Industry representatives note that the previous PoA process was more complicated, requiring verification through the Ministry of Foreign Affairs and additional approvals in case of address or document changes. The new initiative allows status registration directly through Dubai courts, including remote formats such as Zoom video calls. Authorities emphasize that the changes will make transactions more transparent and ensure tighter control over money flows.

Earlier, Dubai launched the region’s first real estate tokenization platform, Prypco Mint. Initially available only to UAE residents with an Emirates ID, the service is expected to expand internationally in the future.

The program sets a minimum investment threshold of AED 2,000 (about $545). Transactions are allowed only in UAE dirhams and through licensed Vara companies. Properties ready for sale are included, with Prypco and Ctrl Alt among the first participants. All funds are held in a Client Money Account and released only after the transaction is completed, reducing risks for private investors. Income is generated through rental yields and property appreciation.

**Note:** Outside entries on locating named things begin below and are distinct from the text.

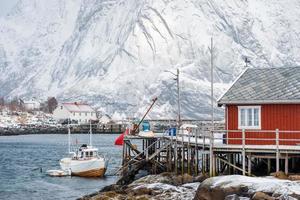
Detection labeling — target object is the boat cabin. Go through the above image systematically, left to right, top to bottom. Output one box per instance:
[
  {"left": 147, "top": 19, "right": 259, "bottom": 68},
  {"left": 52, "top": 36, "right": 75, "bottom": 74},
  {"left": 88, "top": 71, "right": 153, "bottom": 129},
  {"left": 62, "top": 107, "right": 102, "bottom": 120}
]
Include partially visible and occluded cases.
[
  {"left": 218, "top": 67, "right": 300, "bottom": 145},
  {"left": 75, "top": 144, "right": 98, "bottom": 160}
]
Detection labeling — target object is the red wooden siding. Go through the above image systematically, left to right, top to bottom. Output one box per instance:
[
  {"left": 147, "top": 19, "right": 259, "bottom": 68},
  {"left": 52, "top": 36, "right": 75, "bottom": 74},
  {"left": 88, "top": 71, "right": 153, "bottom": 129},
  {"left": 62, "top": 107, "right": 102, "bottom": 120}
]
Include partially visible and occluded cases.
[{"left": 225, "top": 104, "right": 300, "bottom": 145}]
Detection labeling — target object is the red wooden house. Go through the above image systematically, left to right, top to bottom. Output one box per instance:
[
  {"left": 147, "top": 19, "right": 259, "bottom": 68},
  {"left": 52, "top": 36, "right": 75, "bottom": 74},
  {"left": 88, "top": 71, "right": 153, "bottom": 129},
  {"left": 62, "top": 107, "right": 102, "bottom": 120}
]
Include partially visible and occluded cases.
[{"left": 218, "top": 67, "right": 300, "bottom": 145}]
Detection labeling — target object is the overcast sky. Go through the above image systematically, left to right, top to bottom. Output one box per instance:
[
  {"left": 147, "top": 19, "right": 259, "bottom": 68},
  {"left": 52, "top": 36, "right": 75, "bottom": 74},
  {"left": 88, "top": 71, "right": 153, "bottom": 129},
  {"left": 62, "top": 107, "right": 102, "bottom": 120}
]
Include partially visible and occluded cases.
[{"left": 0, "top": 0, "right": 18, "bottom": 17}]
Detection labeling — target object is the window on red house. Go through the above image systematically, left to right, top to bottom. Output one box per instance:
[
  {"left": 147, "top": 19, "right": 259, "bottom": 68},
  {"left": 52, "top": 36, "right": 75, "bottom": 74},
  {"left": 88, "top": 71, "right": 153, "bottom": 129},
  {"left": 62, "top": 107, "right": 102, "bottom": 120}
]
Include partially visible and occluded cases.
[{"left": 238, "top": 106, "right": 261, "bottom": 129}]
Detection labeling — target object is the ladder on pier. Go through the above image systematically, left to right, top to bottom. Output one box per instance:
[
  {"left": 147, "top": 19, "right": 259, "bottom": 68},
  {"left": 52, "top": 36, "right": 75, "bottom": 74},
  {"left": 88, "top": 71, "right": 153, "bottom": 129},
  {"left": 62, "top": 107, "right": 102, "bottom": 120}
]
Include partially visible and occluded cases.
[{"left": 116, "top": 138, "right": 171, "bottom": 176}]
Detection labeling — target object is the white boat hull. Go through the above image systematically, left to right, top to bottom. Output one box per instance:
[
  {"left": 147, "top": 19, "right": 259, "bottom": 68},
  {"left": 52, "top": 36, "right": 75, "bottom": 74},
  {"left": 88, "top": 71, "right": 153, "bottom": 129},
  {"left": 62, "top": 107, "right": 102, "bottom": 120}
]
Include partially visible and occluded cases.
[{"left": 60, "top": 158, "right": 107, "bottom": 177}]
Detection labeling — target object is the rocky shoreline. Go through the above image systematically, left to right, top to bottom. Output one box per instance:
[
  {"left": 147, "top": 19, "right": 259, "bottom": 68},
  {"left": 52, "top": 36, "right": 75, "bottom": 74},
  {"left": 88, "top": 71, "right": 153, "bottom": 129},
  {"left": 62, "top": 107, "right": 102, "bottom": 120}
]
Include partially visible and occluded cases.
[
  {"left": 0, "top": 126, "right": 120, "bottom": 136},
  {"left": 0, "top": 127, "right": 68, "bottom": 136},
  {"left": 79, "top": 172, "right": 300, "bottom": 200},
  {"left": 80, "top": 172, "right": 207, "bottom": 200}
]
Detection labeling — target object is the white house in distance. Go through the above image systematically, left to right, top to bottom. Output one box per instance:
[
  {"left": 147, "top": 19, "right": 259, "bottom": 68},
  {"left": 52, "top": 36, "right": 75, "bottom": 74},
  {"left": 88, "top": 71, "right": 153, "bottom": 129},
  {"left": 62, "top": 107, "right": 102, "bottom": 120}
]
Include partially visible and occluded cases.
[
  {"left": 20, "top": 99, "right": 41, "bottom": 110},
  {"left": 53, "top": 102, "right": 97, "bottom": 124}
]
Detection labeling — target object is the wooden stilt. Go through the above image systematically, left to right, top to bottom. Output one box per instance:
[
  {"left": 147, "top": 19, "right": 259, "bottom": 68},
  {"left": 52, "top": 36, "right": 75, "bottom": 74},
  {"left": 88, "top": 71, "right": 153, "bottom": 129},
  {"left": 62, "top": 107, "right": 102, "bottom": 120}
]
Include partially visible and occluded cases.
[
  {"left": 248, "top": 153, "right": 252, "bottom": 176},
  {"left": 284, "top": 154, "right": 289, "bottom": 175},
  {"left": 267, "top": 158, "right": 271, "bottom": 175}
]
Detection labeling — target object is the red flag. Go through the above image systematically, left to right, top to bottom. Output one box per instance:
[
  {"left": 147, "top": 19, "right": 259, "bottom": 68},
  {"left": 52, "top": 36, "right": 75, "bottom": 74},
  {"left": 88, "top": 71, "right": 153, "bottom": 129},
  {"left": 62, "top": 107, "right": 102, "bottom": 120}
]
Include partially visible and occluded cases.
[{"left": 115, "top": 128, "right": 129, "bottom": 145}]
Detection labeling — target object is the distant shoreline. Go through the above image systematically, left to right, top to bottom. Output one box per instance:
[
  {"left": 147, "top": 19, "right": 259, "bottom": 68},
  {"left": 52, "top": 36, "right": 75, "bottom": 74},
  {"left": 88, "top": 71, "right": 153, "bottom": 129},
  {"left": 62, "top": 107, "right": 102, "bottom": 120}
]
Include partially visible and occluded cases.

According to developers’ estimates, tokenized assets could account for 7% of Dubai’s real estate market by 2033, equivalent to AED 60 billion ($16.3 billion). Authorities view the platform as a step toward democratizing the market and broadening access to investments previously reserved for institutional players and wealthy buyers.

Since February 2025, banks stopped financing Dubai Land Department fees (4%) and brokerage commissions (2%) through mortgages. These costs now fall entirely on buyers, increasing total expenses. For example, on a transaction worth AED 1 million ($272,000), additional fees amount to around AED 60,000 ($16,300).

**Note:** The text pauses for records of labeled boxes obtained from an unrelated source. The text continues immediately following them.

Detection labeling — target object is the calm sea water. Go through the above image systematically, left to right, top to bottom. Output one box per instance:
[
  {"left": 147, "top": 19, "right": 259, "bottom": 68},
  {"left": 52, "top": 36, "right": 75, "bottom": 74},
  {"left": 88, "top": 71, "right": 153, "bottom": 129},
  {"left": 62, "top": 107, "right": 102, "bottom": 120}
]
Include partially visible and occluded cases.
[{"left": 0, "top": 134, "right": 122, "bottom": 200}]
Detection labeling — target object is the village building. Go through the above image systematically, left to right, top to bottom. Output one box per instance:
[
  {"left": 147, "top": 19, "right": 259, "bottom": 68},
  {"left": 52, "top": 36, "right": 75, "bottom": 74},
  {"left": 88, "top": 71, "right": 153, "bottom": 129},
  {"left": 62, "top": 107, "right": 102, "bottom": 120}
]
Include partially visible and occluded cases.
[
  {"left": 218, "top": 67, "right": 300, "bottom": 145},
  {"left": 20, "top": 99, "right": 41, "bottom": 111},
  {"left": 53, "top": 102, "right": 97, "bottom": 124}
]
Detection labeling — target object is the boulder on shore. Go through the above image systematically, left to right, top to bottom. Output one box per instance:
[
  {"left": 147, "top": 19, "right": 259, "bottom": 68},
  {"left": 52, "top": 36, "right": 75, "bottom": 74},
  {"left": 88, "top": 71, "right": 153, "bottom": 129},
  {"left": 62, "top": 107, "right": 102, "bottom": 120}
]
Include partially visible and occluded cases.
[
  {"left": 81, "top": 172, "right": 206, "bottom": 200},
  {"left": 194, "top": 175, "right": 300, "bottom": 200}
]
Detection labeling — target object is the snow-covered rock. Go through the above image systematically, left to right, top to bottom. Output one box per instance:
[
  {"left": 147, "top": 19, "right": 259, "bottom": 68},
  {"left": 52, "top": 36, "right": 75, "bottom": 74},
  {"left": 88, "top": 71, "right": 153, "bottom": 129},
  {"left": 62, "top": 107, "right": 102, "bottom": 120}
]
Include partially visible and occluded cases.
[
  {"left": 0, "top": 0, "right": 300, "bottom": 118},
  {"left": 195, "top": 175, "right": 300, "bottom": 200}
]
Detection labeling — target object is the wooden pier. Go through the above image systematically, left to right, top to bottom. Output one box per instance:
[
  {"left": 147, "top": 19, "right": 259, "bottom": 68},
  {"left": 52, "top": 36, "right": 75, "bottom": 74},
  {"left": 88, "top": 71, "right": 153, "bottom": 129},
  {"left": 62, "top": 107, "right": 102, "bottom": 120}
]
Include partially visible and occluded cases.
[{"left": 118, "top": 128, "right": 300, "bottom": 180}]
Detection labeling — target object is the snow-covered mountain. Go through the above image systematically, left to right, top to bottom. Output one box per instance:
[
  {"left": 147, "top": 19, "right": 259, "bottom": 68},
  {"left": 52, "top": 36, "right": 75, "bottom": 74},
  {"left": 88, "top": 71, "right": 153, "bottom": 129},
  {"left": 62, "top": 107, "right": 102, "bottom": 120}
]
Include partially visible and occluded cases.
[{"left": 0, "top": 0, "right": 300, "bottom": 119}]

At the same time, authorities allowed private landowners in Sheikh Zayed Road and Al Jaddaf to convert their plots into full freehold ownership. According to the DLD, 457 plots are eligible, with a 30% conversion fee applied to the property value.

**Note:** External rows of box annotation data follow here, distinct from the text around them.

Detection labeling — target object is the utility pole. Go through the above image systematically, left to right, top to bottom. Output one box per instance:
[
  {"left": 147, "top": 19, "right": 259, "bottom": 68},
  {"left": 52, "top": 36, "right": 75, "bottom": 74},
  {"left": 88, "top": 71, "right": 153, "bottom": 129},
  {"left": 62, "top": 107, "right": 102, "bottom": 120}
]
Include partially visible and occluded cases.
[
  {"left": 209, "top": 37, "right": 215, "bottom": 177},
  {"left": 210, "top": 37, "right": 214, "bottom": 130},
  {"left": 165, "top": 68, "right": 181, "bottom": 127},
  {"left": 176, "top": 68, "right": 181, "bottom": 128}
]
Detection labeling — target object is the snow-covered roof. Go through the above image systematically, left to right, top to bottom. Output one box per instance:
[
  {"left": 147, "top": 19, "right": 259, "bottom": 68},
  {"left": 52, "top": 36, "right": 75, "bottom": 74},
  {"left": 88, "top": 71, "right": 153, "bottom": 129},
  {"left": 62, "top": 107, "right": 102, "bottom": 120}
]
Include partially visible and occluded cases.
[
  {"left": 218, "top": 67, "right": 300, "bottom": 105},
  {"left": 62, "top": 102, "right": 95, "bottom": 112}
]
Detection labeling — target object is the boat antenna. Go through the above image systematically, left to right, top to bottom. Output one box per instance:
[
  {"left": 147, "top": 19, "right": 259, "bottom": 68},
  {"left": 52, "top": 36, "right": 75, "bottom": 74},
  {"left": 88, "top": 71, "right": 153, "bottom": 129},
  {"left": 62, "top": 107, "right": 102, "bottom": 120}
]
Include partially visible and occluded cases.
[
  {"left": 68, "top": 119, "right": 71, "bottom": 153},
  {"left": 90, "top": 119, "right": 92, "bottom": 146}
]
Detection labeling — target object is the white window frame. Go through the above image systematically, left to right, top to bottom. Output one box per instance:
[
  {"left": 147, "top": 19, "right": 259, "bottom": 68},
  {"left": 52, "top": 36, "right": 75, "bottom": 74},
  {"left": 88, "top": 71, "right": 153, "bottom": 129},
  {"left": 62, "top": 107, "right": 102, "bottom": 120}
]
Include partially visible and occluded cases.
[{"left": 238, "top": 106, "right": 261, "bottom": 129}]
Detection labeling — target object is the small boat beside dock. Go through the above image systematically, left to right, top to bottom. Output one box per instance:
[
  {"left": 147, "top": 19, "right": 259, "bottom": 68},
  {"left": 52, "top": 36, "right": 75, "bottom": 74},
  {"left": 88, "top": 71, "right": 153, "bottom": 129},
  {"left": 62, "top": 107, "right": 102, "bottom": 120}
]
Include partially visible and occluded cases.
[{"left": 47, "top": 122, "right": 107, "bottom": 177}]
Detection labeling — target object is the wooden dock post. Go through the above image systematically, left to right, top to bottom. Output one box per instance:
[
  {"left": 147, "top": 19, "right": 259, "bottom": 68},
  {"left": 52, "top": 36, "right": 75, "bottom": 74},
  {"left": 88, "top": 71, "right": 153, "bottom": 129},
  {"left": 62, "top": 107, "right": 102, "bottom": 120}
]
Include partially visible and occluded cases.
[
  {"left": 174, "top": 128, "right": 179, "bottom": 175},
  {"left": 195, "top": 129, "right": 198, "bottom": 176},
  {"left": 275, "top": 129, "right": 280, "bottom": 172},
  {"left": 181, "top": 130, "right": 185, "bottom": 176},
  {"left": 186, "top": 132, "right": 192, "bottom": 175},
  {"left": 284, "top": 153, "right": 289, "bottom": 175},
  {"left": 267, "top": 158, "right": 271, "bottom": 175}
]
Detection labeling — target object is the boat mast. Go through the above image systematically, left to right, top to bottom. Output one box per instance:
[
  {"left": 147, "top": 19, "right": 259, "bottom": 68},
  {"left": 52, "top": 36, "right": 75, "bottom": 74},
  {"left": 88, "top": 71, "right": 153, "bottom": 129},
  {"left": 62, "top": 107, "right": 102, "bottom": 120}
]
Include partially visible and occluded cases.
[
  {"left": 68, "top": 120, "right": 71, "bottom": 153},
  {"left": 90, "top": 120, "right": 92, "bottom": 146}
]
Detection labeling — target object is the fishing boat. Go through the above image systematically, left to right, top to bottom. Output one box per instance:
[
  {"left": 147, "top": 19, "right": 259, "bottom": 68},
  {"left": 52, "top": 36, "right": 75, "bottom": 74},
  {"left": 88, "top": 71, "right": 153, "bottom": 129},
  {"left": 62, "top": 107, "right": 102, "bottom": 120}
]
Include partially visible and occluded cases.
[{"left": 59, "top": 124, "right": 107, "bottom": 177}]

Conditions for obtaining “golden visas” through real estate investment have also been updated: investments can now include off-plan projects if at least 50% is paid upfront or backed by a bank guarantee.

The Dubai Media Office, citing the Land Department, reported that in the first half of 2025, 125,538 real estate transactions were registered in Dubai. This marks a 26% increase compared to the same period in 2024 (99,947). The total transaction value reached AED 431 billion (over $117 billion), up 25%.

Investments rose to AED 326 billion ($89 billion), with the number of investors increasing by 26% to 94,717. Among them, 59,075 were newcomers, investing AED 157 billion ($43 billion), with nearly 45% being UAE residents. Women accounted for 34,792 transactions worth AED 73.2 billion, highlighting their growing role in the market.

Foreign buyers ranked first geographically, investing AED 228.35 billion ($62 billion). Investors from Arab countries contributed AED 28.4 billion ($8 billion), while Gulf buyers invested AED 22.56 billion ($6 billion). In terms of volume, top areas included Al Barsha South Fourth (10,469 deals), Al Yalayis 1 (7,595), and Wadi Al Safa 5 (7,178). By value, leaders were Dubai Marina (AED 25.1 billion / $7 billion), Business Bay (AED 22.5 billion / $6.1 billion), Burj Khalifa ($6.1 billion), and Palm Jumeirah ($4.6 billion).

Despite Dubai’s strong appeal to billionaires worldwide, some analysts warn the UAE risks losing its safe-haven status amid the Israel conflict. Stricter rules for Russian nationals have already reduced investment flows from that market.

Outlook for the real estate sector remains uncertain. Fitch Ratings forecasts a decline in Dubai property prices in late 2025 and early 2026 due to oversupply. Knight Frank expects an 8% rise in 2025 but warns that the delivery of 19,700 new villas could increase correction risks. Additional pressures include falling oil prices and global geopolitical instability. Analysts caution that excess supply and uncertainty could trigger a sudden market downturn if a new bubble emerges.